The response to decanoic acid is clearly under the control of PDR1, while PDR3 deletion does not result in higher sensitivity. However, the Δpdr1-Δpdr3 double mutant is more sensitive to decanoic acid than the Δpdr1 mutant, indicating a slight role of PDR3. Moreover, the deletion of STB5 also lowers strain resistance to decanoic acid. This transcription factor is known to form a heterodimer with Pdr1p but not with Pdr3p and to regulate the pentose phosphate pathway and NADPH production in response to oxidative stress (25). Three other transcription factors are clearly involved in response to decanoic acid, namely, NRG1, OAF1, and PIP2.
Finally, the deletion of MSN2 (but not MSN4) or YAP1 seems to have little effect on decanoic acid resistance.
We also tested some other genes already described to be involved in weak acid resistance or in lipophilic compound resistance. We observed that PDR16 deletion had an impact on octanoic acid resistance, while the deletion of the homologous PDR17 gene had no impact.

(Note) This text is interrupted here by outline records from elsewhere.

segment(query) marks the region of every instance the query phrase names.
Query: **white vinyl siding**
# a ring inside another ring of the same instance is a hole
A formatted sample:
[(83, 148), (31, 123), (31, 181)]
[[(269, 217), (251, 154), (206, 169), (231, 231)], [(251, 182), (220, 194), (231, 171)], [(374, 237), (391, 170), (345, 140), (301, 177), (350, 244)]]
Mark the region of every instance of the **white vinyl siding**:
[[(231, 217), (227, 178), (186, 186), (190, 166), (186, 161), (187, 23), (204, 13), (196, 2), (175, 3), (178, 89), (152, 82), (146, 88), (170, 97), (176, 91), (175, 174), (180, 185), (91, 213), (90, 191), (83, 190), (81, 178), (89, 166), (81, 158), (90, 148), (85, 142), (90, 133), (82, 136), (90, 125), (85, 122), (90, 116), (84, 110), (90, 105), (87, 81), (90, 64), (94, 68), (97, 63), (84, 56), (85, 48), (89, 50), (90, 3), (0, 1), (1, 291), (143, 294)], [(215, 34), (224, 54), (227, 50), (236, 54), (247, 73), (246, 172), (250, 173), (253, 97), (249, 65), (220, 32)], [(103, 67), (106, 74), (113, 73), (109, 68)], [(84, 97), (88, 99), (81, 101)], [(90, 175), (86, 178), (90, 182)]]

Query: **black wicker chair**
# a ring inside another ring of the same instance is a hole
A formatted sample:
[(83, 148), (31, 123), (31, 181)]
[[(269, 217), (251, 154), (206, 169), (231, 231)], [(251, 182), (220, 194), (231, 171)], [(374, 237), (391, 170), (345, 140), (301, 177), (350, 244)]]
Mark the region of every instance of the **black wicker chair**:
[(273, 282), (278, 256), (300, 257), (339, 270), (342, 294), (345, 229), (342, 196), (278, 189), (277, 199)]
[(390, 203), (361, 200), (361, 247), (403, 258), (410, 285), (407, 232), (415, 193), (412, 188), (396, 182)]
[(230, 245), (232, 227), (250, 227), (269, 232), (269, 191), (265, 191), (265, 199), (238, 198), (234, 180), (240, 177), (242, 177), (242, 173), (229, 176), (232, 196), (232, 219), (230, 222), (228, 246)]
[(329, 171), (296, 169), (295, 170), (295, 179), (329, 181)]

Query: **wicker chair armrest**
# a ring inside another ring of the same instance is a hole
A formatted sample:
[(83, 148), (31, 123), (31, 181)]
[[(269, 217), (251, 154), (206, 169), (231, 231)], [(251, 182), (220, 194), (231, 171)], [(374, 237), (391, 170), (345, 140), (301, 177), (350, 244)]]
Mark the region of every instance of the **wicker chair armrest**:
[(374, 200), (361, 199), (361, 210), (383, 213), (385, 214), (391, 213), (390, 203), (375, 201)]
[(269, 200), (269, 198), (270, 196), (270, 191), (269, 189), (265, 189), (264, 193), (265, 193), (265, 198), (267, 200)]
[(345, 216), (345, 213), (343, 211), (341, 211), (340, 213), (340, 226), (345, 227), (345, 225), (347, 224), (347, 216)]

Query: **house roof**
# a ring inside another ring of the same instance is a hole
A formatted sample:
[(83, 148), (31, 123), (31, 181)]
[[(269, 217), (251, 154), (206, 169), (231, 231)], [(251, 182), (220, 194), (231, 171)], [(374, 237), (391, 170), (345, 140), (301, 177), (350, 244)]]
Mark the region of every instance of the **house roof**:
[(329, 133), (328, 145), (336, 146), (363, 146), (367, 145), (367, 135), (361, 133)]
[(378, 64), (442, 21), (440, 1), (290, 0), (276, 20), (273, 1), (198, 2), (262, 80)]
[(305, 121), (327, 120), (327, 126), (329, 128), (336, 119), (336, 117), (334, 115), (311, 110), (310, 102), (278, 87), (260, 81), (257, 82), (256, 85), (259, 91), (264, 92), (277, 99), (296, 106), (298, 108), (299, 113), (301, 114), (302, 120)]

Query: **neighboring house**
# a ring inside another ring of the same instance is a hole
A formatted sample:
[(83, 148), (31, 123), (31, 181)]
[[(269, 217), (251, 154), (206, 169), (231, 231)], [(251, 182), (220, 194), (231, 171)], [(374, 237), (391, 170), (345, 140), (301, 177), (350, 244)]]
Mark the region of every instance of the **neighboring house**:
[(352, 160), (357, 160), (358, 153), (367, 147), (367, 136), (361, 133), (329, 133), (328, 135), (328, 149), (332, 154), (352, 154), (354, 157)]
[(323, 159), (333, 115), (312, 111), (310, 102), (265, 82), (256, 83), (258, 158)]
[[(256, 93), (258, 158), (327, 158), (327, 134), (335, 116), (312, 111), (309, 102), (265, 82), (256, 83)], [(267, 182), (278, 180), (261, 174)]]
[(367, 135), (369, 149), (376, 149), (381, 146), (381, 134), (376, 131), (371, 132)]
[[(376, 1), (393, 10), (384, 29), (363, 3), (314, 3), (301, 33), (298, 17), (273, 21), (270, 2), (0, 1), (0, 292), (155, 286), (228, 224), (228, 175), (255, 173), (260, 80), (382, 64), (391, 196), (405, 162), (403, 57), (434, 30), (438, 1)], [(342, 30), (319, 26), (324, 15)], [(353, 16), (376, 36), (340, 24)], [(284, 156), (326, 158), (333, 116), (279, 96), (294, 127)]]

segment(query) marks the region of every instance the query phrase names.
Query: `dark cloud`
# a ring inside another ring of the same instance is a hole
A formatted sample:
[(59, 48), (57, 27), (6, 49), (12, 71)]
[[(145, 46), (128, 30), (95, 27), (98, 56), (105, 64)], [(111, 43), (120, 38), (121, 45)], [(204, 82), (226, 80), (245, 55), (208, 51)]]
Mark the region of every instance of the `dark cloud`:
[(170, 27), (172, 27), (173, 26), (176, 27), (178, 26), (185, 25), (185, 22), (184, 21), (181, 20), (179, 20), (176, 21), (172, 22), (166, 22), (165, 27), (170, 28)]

Finally, SOD1 deletion had a drastic effect on both octanoic and decanoic acid sensitivity, while SOD2 deletion had no impact on these phenotypes.
Octanoic and decanoic acids are two compounds synthesized by yeast during alcoholic fermentation and are potent inhibitors, and they have been suggested to be involved in sluggish fermentation (4). The toxicity of these lipophilic molecules has been attributed to internal medium acidification (8). In the meantime, because toxicity is correlated with lipophilicity, an effect on membrane organization also has been suggested (3). Nevertheless, S. cerevisiae is able to adapt to these inhibitors through the induction of transporters (7) and possibly other mechanisms. The negative influence of these inhibitors on the fermentation process is offset by the fact that they are supposed to be the precursors of ethyl esters, which enrich wine flavor with fruit aromas (17), even though this has never been clearly shown (5). Our work was aimed at gaining insights into the mechanisms involved in the adaptation of S. cerevisiae to octanoic and decanoic acids. In a first approach we analyzed the resistance of a set of wild strains to both acids. The variability of the responses observed revealed unambiguously that two different and partially overlapping mechanisms were activated in response to the two inhibitors.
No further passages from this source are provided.